Ensure the Global clinical studies are managed according to Good Clinical Practice (GCP), local regulations, guidelines and SOPs in the required standard of quality
Communicate and share the progress of the project, and work effectively as a Team
Manage and lead the cross-functional Clinical Team and Contract Research Organization (CRO) in collaboration with the CDPDs and Ipsen team members responsible of the study
Main responsibilities and tasks
Ensure clinical team management and communication
Oversee and drive cross-functional leadership and expertise to ensure effective contribution, execution and delivery of study activities as per quality, plan/timelines and budget
Foster a team approach to all activities associated with the implementation, conduct and closing of clinical studies including Ipsen clinical study team members (Clinical Development, Medical development, Biometry, Pharmacovigilance, Finance controlling, CMC ) and CROs
Establish and maintain excellent professional relationships with Services Providers / CROs, clinical study team through regular communication, between company, investigators and experts in conjunction with Therapeutic Area (TA) / Medical Dev.
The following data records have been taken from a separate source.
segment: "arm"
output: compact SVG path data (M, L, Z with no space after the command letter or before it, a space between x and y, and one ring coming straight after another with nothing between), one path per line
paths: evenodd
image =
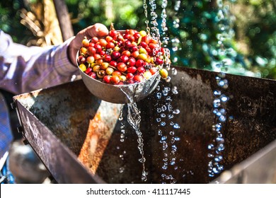
M69 81L78 74L75 57L84 36L108 33L105 26L96 23L60 45L28 47L0 30L0 88L18 94Z

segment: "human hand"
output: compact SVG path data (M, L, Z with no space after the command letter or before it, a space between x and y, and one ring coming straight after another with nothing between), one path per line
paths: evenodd
M101 23L96 23L79 32L68 47L68 57L71 62L76 66L76 53L81 47L81 41L84 37L86 37L88 39L94 36L102 37L106 36L108 34L108 28Z

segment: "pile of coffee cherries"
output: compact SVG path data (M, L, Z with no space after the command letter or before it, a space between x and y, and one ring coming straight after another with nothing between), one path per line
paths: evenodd
M105 38L84 37L81 44L77 58L80 69L103 83L140 83L156 72L163 78L168 77L163 68L164 63L170 63L168 49L144 30L112 30Z

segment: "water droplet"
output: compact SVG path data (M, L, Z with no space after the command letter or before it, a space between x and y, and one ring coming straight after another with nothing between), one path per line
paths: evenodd
M176 68L172 68L171 69L171 74L173 75L173 76L176 76L176 74L178 74L178 71Z
M208 158L214 158L214 155L211 153L207 154Z
M167 139L167 136L163 136L161 137L161 141L166 141Z
M140 163L144 163L146 161L146 158L142 158L138 159L138 161Z
M220 162L221 161L222 161L223 158L222 156L216 156L214 157L214 161L216 162Z
M173 128L175 128L175 129L180 129L180 126L179 126L178 124L176 123L176 124L174 124L174 125L173 125Z
M225 95L222 95L222 96L220 97L220 100L222 100L222 102L226 103L229 100L229 98Z
M119 168L119 173L122 173L124 171L125 171L125 168L120 167L120 168Z
M180 110L178 110L178 109L174 110L173 111L173 114L179 114L180 112Z
M208 149L209 149L209 150L214 150L214 144L208 144Z
M159 134L159 136L161 136L161 135L162 135L162 131L160 130L160 129L159 129L159 130L158 130L158 134Z
M171 162L170 162L170 164L171 165L175 165L176 164L176 158L172 158Z
M222 91L217 90L214 91L214 95L220 95L221 94L222 94Z
M160 92L156 93L156 98L161 99L162 97L162 94Z
M167 110L167 107L166 105L163 105L161 109L162 109L162 111L164 112L164 111L166 111Z
M222 137L217 137L216 141L217 142L217 144L223 144L224 143L224 139L223 139Z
Director (MDD) and other relevant Ipsen team members
Lead clinical project processes
Lead cross-functional clinical project teams focused on conduct of assigned projects
Interact with CDPD to define strategic direction
Review status reports provided by Service Provider/CRO and highlight issues to facilitate decision making
Manage and lead all operational aspects for implementation and conduct of global clinical trial activities from study start-up to CSR, in respect of GCPs and relevant SOPs
Key accountabilities and activities
Develop, manage, and execute assigned projects by:
Set-up study team before Services Provider / CRO on board
Contribute to study protocol development including study concept where applicable
Propose and control planning and study timelines in collaboration with all other Ipsen supportive functions/CRO
Provide expertise to clinical outsourcing specifications and purchasing to facilitate RFP documents and selection of Services Provider/CRO
Participate in the selection of Services Providers /CROs and other external vendors in collaboration with purchasing department, study team and Corporate Legal Affairs
Accountable for the development, management and tracking of trial budget working closely with the finances and service provider representative - financial management of the clinical trial including budget planning and preparation of quarterly reports
Ensure appropriate oversight of Services Providers /CRO(s) and other external vendors activities within full outsourcing business model and develop the oversight manual in accordance with the services providers R&R document
Review final draft and approve major study documents as described in the Services Providers /CROs R&R document (e.g. oversight manual, communication plan, project plan, instruction manuals.)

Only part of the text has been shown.